Ericsson Partners Microsoft Connected Vehicles Platform: Ericsson ERIC announced that it has teamed up with Microsoft MSFT to provide a comprehensive platform for scale-up of connected vehicles to the market. The Swedish firm is developing its Connected Vehicle Cloud together with Microsoft's Connected Vehicle Platform (MCVP).
MCVP enables auto companies to accelerate the delivery of secure, personalized, connected driving experiences. Includes hyper scaling, global availability, and regulatory compliance that comes with Microsoft Azure. In tapping into their distinct experience, Ericsson and Microsoft are intent on helping car makers expand their global connected vehicle solutions and provide a better driver and passenger experience.
The combined solution makes it easy for automakers to implement convenient vehicle services such as fleet management, over-the-air software updates and properly-connected security services while minimizing costs. Notably, Ericsson's cloud of connected vehicles connects more than 4 million vehicles in 180 countries, accounting for almost 10% of the global connected car market. The platform has been modified to meet the growing demand for scalability and flexibility for car makers along with connected vehicle service.
Ericsson Partners Microsoft Connected Vehicles Platform
Ericsson's latest Mobility Report, released in November, forecasts 5G global subscriptions to exceed $ 2.6 billion in the next six years, thanks to sustained momentum and a rapidly evolving ecosystem. The report states that 5G will cover up to 65% of the world's population by the end of 2025 and will handle 45% of the world's mobile data traffic. The average monthly smartphone data traffic is expected to increase from the current figure of 7.2 GB to 24 GB by 2025, supported by consumer behavior as a virtual reality stream.

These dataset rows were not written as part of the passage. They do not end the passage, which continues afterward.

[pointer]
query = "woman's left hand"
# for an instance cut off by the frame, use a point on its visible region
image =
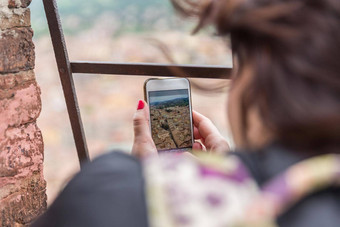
(143, 144)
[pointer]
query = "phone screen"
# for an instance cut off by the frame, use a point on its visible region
(170, 119)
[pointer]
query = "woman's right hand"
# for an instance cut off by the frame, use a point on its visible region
(209, 135)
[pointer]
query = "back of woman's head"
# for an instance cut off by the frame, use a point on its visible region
(293, 48)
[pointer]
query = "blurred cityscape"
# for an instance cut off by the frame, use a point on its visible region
(118, 31)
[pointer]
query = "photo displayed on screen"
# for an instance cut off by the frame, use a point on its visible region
(170, 119)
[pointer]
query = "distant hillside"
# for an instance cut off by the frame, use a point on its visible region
(171, 103)
(127, 15)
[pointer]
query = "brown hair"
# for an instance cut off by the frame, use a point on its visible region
(294, 49)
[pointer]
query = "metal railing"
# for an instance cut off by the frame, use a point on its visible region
(66, 69)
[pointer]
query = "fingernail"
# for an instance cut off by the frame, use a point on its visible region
(140, 105)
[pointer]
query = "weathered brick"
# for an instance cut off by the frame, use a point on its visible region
(10, 80)
(19, 3)
(11, 18)
(19, 105)
(21, 152)
(23, 206)
(17, 50)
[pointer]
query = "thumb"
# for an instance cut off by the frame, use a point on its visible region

Ericsson has more than 75 5G commercial agreements with communication service providers, of which 23 are live networks. An estimated 13 million 5G subscriptions are expected by the end of 2019. Network deployments are likely to increase by 2020, laying the groundwork for the mass adoption of 5G subscriptions.
In addition, growth in 5G subscription is expected to be significantly faster than in LTE. North America is likely to adopt faster, with 74% of 5G mobile subscriptions projected by 2025. Northeast Asia is projected to continue to 56%, with Europe with 55%.
In the Networking business (which accounts for most of total sales), Ericsson's ongoing activities include investing in R&D to safeguard a leading product portfolio and cost leadership; increase investments in automation and service capacity while reducing costs; and selectively gain market shares based on technology and cost competitiveness.
In October, the company completed its acquisition of Kathrein's Antenna and Filter Business, to expand its portfolio of radio systems with new products and capabilities. Ericsson continues to execute its strategy and is on track to reach its financial goals by 2020. It has been working with carriers to help modernize its network, while optimizing many opportunities.
Ericsson shares have gained 6.4% compared to the industry growth of 5% in the last three months. Zacks Consensus Estimate For This Year's Earnings has been revised up 25.7% over the past 90 days.
Ericsson currently has a Zacks Rank # 2 (Buy) and a VGM Score of B.
Some other best-rated stocks in the industry are Qualcomm Incorporated QCOM and Ubiquiti Inc. UI, each with a Zacks Rank # 1 (Strong Buy). You can see the full list of stocks in the Zacks rankings n. ° 1 here.
Qualcomm expects long-term earnings growth of 14%.
Ubiquiti has long-term earnings growth expectation of 9.4%.